Иван приложил ухо к груди. Сердце Дмитрия не билось. Огромным усилием воли Рябов поднялся на ноги и, добравшись вдоль переборки до двери, выглянул наружу. Палуба была вся взломана ядрами, повсюду в беспорядке валялись обрывки парусов, канаты, обломки мачт и реев.

«Верно, ушли все. Наша взяла!» Эта догадка придала Ивану сил. Выбравшись из каюты и тяжело ступая, он подошел к фальшборту и замер, глядя на видневшийся вдали родной русский берег, на желтевшие у стен крепости строительные леса.

«Ловко я посадил их. Как раз под пушки». Он долго и пристально смотрел на берег и прикидывал: «Доплыву ли? Ну, с богом! Доберусь до своих — попрошу, чтобы послали карбас за Дмитрием». Собравшись с силами, он бросился за борт, вынырнул и поплыл, превозмогая боль в плече.

Селиверст Иевлев приказал Федору Венеричу, зятю полковника Ружинского, осмотреть покинутые суда, если можно, отбуксировать их к берегу, а если фрегат и яхту невозможно привести на плаву, снять и доставить в крепость пушки, ядра, припасы и все, что осталось там ценного, «особливо неприятельские флаги». Вскоре карбас подгребал к борту фрегата. Рябов к тому времени уже добрался до берега. На вражеских судах русские взяли пять флагов, тринадцать пушек, двести ядер и много других припасов.

2

В тот же день Селиверст Иевлев отправил в Архангельск гонцов с вестью о победе и в качестве доказательств тому — шведский флаг и «чиненое» ядро. В донесении князю Прозоровскому стольник писал, что «неприятельские корабли взяты, а воинских людей с тех кораблей сбил». Стольник просил воеводу, чтобы тот прислал к нему «в прибавку» служилых людей, ядер, пороху, «впредь для опасения», и велел бы принять завоеванный фрегат. Яхта была совершенно разбита и без починки ее с мели снять было невозможно.

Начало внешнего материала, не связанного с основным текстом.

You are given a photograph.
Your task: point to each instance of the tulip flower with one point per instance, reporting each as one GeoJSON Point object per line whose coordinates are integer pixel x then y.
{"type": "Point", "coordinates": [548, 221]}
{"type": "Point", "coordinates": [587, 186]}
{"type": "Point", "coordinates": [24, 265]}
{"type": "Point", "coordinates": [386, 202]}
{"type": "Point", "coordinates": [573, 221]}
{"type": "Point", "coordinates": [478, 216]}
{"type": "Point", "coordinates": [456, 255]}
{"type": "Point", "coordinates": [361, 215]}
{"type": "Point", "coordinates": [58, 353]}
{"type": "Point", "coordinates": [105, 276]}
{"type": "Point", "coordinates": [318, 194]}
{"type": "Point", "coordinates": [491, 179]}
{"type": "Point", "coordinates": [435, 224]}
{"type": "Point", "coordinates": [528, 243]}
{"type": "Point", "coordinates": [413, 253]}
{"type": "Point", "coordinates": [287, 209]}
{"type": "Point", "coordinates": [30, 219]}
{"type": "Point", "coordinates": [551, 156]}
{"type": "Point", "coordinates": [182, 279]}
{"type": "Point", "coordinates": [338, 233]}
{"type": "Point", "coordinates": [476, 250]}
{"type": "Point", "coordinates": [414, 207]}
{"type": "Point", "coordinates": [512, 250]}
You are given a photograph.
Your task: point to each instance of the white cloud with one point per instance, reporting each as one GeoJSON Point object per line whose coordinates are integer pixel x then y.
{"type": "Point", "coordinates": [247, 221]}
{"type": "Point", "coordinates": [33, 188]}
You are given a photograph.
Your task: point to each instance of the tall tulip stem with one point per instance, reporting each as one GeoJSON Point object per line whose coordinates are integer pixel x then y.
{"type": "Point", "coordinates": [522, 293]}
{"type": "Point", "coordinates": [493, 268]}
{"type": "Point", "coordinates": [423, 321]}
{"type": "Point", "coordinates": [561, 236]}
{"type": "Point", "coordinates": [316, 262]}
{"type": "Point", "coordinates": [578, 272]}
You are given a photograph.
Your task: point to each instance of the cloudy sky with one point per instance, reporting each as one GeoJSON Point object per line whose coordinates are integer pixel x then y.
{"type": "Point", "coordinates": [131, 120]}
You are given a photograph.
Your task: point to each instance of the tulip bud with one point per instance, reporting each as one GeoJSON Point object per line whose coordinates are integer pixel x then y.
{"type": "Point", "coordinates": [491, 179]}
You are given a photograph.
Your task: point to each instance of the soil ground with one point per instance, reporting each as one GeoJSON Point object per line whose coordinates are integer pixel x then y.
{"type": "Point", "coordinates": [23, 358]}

Воевода, немало обрадовавшись удачному исходу поединка недостроенной крепости с иностранными кораблями, тотчас прислал на остров Прилук солдатского голову Григория Меркурова с отрядом, двадцать пушек, ядра и порох. О трофейном фрегате воевода распоряжений никаких не дал, и стольник по своей воле все же отправил судно на буксире в Архангельск.